Masing-masing orang sibuk dengan dunianya sendiri
Masing-masing orang sibuk dengan dunianya sendiri
Benarkah jejaring sosial bisa menimbulkan ketagihan bagi para pengguna? “Ketagihan atau tidak akan kembali kepada karakter individunya. Mereka yang memang punya potensi adiktif bisa saja menampilkan ciri khas adiksi terhadap jejaring sosial, misalnya sehari nggak update status rasanya jadi resah dan gelisah,” ujar Kasandra. Sebagai contoh nyata, kamu bisa lihat seberapa sering orang berkicau dalam akunnya dalam sehari.

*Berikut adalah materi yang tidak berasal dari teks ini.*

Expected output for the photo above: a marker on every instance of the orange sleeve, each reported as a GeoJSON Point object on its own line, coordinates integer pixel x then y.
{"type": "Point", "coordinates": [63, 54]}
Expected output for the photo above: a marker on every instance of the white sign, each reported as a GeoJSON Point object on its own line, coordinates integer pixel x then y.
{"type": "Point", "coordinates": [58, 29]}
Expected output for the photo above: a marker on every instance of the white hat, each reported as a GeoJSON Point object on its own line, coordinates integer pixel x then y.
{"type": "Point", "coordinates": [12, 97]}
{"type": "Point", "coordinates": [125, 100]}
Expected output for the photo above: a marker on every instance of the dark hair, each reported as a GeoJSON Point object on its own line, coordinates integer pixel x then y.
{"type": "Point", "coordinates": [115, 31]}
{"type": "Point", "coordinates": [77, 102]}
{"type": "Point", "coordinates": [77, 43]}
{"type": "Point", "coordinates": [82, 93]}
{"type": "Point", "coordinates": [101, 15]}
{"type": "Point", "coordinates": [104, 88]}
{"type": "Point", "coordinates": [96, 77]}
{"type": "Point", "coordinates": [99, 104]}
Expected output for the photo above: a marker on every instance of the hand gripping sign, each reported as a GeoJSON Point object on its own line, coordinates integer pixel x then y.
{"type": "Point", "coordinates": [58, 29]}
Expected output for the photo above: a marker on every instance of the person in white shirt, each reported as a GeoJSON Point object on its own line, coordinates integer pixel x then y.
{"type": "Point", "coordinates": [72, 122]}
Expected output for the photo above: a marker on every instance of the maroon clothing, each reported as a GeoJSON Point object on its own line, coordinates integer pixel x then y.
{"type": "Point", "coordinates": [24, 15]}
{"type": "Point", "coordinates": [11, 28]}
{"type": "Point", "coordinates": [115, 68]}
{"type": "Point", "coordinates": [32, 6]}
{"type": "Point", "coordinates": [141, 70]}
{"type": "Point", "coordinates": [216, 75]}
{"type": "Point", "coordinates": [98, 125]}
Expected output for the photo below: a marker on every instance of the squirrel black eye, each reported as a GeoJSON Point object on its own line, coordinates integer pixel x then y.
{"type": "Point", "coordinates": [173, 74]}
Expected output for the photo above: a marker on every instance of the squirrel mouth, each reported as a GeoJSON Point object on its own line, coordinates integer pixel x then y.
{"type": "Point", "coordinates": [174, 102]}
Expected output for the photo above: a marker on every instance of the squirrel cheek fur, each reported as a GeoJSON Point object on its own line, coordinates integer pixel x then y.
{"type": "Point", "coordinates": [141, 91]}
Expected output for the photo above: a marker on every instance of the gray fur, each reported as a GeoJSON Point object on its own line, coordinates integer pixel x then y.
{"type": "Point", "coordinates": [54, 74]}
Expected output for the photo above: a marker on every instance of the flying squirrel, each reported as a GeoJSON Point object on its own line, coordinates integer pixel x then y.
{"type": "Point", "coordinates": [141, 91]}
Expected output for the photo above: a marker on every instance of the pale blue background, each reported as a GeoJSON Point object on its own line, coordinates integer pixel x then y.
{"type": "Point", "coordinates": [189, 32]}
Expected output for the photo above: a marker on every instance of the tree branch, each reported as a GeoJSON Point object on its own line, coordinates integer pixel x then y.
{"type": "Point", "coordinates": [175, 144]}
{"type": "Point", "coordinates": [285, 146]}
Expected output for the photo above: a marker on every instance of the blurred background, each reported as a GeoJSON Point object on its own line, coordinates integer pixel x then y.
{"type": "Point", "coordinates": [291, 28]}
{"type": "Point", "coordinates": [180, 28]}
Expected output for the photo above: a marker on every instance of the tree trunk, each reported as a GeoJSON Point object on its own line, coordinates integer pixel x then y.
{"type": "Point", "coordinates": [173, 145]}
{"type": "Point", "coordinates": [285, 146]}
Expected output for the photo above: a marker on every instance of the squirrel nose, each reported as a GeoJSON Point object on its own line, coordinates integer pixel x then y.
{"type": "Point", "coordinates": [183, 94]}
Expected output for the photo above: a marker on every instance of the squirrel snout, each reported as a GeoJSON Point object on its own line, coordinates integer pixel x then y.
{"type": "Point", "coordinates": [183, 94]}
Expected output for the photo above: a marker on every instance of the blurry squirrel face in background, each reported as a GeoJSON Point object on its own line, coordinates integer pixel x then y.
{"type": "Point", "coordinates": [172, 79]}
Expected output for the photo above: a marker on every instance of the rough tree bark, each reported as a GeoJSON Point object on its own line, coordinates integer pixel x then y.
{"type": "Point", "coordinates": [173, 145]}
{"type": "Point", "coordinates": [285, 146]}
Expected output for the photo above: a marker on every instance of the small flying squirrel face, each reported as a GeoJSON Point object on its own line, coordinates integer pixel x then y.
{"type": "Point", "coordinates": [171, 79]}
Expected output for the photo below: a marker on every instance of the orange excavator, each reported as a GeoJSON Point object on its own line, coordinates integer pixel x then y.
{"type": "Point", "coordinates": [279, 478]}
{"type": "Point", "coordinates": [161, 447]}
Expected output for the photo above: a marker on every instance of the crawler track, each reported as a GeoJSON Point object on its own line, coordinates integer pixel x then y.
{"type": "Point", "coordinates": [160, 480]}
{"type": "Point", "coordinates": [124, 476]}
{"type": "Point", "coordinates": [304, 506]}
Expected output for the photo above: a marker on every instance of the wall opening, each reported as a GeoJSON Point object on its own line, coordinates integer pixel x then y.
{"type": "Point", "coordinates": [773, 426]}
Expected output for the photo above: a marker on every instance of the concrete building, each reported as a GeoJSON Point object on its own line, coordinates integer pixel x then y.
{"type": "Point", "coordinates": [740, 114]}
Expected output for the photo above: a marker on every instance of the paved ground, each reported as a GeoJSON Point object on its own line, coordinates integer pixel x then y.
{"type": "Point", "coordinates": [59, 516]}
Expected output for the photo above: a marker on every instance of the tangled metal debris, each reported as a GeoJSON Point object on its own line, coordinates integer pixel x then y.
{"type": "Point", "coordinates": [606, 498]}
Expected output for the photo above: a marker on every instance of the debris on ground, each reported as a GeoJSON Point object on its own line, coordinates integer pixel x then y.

Dan ternyata, orang-orang yang lebih suka berkicau dalam akun pribadinya dibandingkan dengan berbicara secara langsung dengan orang sudah memasuki perilaku yang menyimpang. Dan sudah banyak orang yang teralienasi gara-gara jejaring sosial. “Dari data yang ada, dampak jangka pendek maupun jangka panjang, banyak yang mengacaukan dunia nyata dan dunia maya, hidup lebih di dunia maya, mengabaikan dunia nyata, kehilangan waktu dan interaksi secara kuantitas dan kualitas dengan keluarga dan orang sekitar,” Kasandra menjelaskan. Bisa saja kamu lupa apakah yang kamu alami benar-benar nyata atau hanya merupakan lelucon kecil yang kamu lemparkan di dunia maya milikmu. Dan bayangkan bagaimana hubungan kamu dengan orang-orang terdekatmu kalau kamu cuma sibuk berkutat dengan teman-temanmu di dunia maya? Orang yang sibuk dengan dunia maya biasanya cenderung mengacuhkan keadaan di sekitarnya, sehingga justru orang-orang terdekat di sekitarnya malah nggak digubris.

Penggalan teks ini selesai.